When you get overshadowed by your sibling

Graduating at 14 means she started at 10 or 11. There are fully grown adults who can't handle the workload of college how the fuck is she able to do it I just don't get kids these days. Man at that age I'm stressing out about 6 paragraph essays.

Even though the story isn't real, I can say a few words about this from the perspective of a professor, as it's not an uncommon situation in universities. In my view, rather than favourably weighting youth, you should unfavourably weight the constraints of being older.

Doing a university degree at such a young age means that you're almost certainly from an affluent background or with parents who are well educated. It means that you will probably live at home, pay no rent, pay no fees, not have to maintain a part-time job, and not have to deal with some of the pressures of being older. In a sense, your only duty is to study.

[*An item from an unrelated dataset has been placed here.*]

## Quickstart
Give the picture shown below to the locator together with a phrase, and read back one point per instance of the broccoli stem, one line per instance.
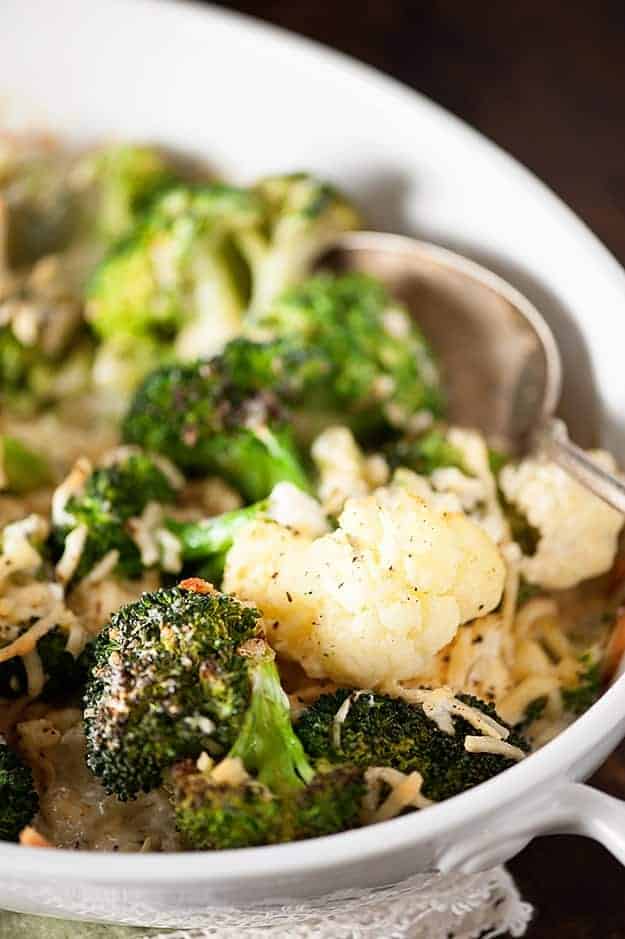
(22, 468)
(267, 744)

I wouldn't say that it's 'easy', but it's like being a musician at 8, because your parents put you through music school at 5. You're so far ahead of your peers, but it doesn't necessarily mean your going to be a successful musician at 30.

The real issue with young scholars is never about how they fare during their undergraduate. It's how they fare once they head into their mid-20s, and once others catch up. The mid-twenties are, in my view, the hardest transitional years.

Think of it like sprinting the 100m. All sprinters know that there are real advantages to a slow transition for the first 30m, because if you stand-up and run too quickly, you destroy your pace in the latter part of the race. Life is much the same way.